Q: I have recently purchased a coloured colt who is six-months-old and currently stands at 12.2hh. His mother is 15hh and is a solid cob but I have no information as to the height and breed of his sire.
Is there any way to guess my colt’s potential height? What can I feed to help him grow to this potential?
Nutritionist Christine Smy replies: Without knowing the height of the sire of your colt, it is virtually impossible to guess his potential height.
As a general rule, by their first year, foals will gain 60% of their mature weight, 90% of their mature height and 95% of their eventual bone growth, so this may give you an early indication.
Foals born late in the season are heavier and taller than early born foals and native breeds take longer to reach their potential heightthan Thoroughbreds.
It has been suggested a foal’s final height is usually determined at a young age, depending on several factors, like genetics, environment and a correct feeding regime.
Research has shown native ponies often reachmature height at five years of age, whereas those fed an adequate well-balanced diet can reach mature height at three.
I do not recommend you start to feed big amounts of concentrates to your colt in order to push his growth.
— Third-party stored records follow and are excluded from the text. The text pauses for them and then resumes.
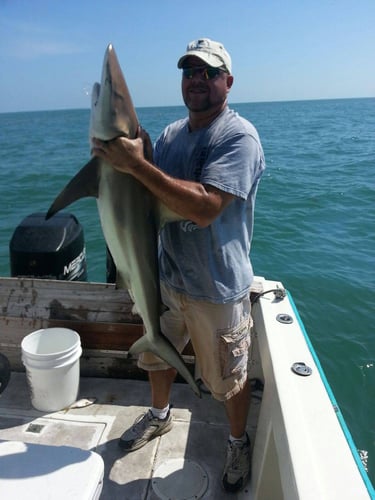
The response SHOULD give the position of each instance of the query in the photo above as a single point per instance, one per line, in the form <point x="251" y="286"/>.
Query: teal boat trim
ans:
<point x="332" y="398"/>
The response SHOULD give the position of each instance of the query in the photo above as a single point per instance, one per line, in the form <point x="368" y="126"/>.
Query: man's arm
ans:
<point x="200" y="203"/>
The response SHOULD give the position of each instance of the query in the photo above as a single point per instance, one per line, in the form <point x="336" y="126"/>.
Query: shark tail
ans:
<point x="165" y="350"/>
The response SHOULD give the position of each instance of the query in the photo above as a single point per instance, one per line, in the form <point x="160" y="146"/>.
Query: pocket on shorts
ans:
<point x="233" y="349"/>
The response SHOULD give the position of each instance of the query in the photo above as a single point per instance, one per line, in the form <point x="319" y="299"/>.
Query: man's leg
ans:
<point x="238" y="462"/>
<point x="161" y="383"/>
<point x="158" y="420"/>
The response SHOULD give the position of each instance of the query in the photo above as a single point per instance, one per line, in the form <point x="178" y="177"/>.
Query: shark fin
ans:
<point x="84" y="184"/>
<point x="165" y="350"/>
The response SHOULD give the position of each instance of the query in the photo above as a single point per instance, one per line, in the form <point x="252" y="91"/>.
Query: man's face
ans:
<point x="203" y="89"/>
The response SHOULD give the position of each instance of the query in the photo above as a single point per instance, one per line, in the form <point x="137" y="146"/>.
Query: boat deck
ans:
<point x="198" y="438"/>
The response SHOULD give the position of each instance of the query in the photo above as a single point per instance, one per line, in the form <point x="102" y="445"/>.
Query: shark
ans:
<point x="130" y="215"/>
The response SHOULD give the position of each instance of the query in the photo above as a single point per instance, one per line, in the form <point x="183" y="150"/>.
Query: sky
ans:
<point x="51" y="51"/>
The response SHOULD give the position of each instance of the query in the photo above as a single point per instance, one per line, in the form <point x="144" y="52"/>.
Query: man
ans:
<point x="206" y="168"/>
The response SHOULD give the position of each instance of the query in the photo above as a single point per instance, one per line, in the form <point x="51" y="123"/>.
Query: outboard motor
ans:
<point x="4" y="372"/>
<point x="51" y="249"/>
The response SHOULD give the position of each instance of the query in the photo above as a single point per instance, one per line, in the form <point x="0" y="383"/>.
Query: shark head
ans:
<point x="112" y="110"/>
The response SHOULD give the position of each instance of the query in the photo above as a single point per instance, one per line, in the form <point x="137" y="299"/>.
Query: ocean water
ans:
<point x="314" y="227"/>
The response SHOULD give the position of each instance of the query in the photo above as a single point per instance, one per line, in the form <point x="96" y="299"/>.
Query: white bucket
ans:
<point x="51" y="358"/>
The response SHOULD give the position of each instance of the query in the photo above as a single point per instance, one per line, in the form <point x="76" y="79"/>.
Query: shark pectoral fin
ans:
<point x="165" y="350"/>
<point x="84" y="184"/>
<point x="166" y="215"/>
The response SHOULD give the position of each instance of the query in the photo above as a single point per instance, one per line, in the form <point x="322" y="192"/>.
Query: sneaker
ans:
<point x="237" y="467"/>
<point x="145" y="428"/>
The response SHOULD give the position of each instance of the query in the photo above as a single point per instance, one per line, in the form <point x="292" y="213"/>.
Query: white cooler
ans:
<point x="40" y="472"/>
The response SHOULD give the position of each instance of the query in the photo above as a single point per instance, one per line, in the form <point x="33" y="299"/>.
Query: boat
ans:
<point x="301" y="446"/>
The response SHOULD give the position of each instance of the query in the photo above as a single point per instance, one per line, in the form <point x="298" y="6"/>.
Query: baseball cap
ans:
<point x="211" y="52"/>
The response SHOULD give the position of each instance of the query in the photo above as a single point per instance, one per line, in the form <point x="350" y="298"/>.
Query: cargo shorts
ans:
<point x="220" y="336"/>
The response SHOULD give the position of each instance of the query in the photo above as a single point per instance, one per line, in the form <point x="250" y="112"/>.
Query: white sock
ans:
<point x="160" y="413"/>
<point x="243" y="438"/>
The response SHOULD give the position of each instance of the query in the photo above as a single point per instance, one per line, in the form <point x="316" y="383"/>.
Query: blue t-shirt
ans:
<point x="212" y="263"/>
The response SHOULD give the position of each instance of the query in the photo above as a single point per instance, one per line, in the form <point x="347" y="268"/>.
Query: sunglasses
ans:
<point x="207" y="72"/>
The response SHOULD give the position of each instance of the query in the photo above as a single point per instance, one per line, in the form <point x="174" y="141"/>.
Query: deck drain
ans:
<point x="179" y="479"/>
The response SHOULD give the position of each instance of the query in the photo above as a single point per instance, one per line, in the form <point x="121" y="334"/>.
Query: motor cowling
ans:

His breeding would suggest he’ll develop slower than a Thoroughbred type.
Pumping him full of feed will increase the risk of DOD (developmental orthopaedic disease) which means he may suffer contracted tendons, epiphysitis, osteochondrosis and wobblers, which is more common in fast-growing horses fed excess levels of concentrates.
Feed between 1.5-2kg (3-4.5lb) of special youngstock feed a day and mix with a nutritional chaff such as dried grass or alfalfa at a level of 1-2kg (2-4.5lb) a day.
Cut down the levels if you feel your colt is laying down too much fat. You will not require a supplement if you are feeding the above.
With the onset of spring grass, you can cut down on the concentrates by about 50%, depending on the quality of the grass. Come the autumn, increase concentrate levels slowly.